A few examples are given on how this factor may affect QA management in a radiopharmacy:
- The safest method of sterilisation, that allows for complete removal of microbial contaminants, is performed using heat sterilisation by autoclaving. However, time needed for a full sterilisation cycle may not be compatible with the half-life of some radionuclides, such as O-15, (T1/2 = 2min), N-13 (T1/2 = 10min) or even C-11 (T1/2 = 20min): moreover, there are RPs whose molecular structures do not survive a thermal treatment at 121°C.
- Thus, sterilisation by filtration is the most frequently used method. This requires testing of the filter integrity before the release of the product. Here once again radioactivity plays a role, causing an excessive radiation hazard to the operator, as the filter may retain significant amounts of radioactivity. One of the solutions proposed by the Guidance is the use of two sterile filters in series, on a risk analysis basis.
- In-process controls are considered ‘keypoints’ in the preparation of industrial pharmaceuticals, while they may not be always applicable in the case of RPs, again mainly due to radiation safety considerations.
- Labels affixed to the vial containing the final RP product, unless the labelling process is automated, do not include all the information required by the GMP. Essential data such as the radioactivity of the final product or the radioactive concentration, which are available only at the end of preparation, cannot be handwritten on the label and therefore should be included on a second label usually affixed to the secondary shielded container.
Finally, the concept of risk assessment (or risk analysis) plays an essential role in this field, therefore this is frequently recurrent in the Guidance, as it helps to make decisions concerning the many questions that arise during all the steps involved in the small-scale preparation of RPs. Just to cite a few examples, in addition to those previously described, appropriate levels of microbiological sampling or quality controls and the nature of the controls themselves may be established on a risk analysis basis, as well as the necessary actions that need to be undertaken in the case of significant ‘out of specification’ results. Again, the Guidance suggests a simplified pathway for process validation, applicable by those small-scale radiopharmacies that have a well-established history of preparations, ‘using historical batch records, provided that there are adequate accumulated data to support a conclusion that the current process yields batches meeting predetermined acceptance criteria. The accumulated data should confirm that the preparation process was consistent and should document all of the changes to and failures of the process, if any.’
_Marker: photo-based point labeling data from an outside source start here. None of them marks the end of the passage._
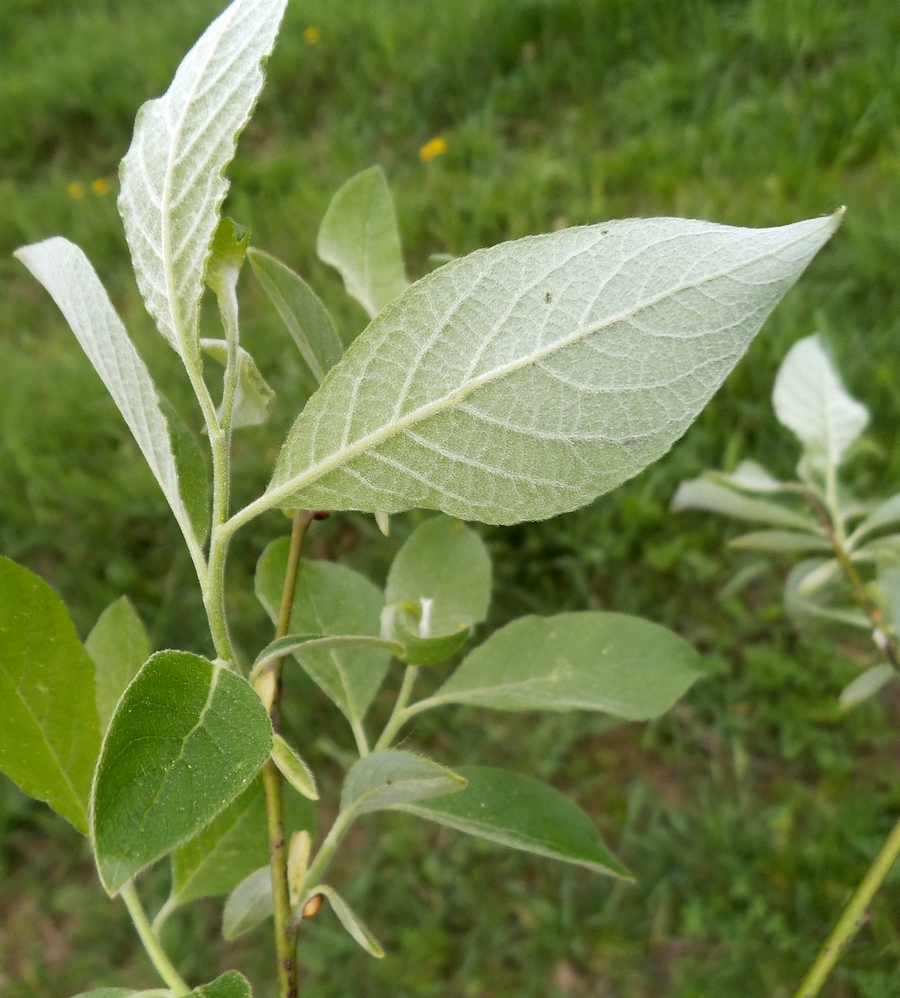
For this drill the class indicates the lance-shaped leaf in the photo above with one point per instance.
(168, 447)
(49, 732)
(611, 662)
(329, 600)
(172, 177)
(524, 380)
(119, 646)
(359, 237)
(810, 400)
(385, 779)
(521, 813)
(186, 739)
(301, 311)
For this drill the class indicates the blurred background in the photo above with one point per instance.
(749, 813)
In conclusion, we hope that the cGRPP guidance may contribute to the two major issues currently affecting the world of RPs preparation: adapting the regulatory framework to their specific characteristics and harmonising the applicable guidelines in the EU countries.
1. EU guidelines to Good Manufacturing Practice – Medicinal products for human and veterinary use, Vol. 4.
2. Guidelines on current good Radiopharmacy Practice (cGRPP) in the Preparation of Radiopharmaceuticals. Available online at: www.eanm.org/scientific_info/guidelines/gl_radioph_ cgrpp.pdf
3. Elsinga P et al. Eur J Nucl Med Mol Imaging 2010;37:1049–62.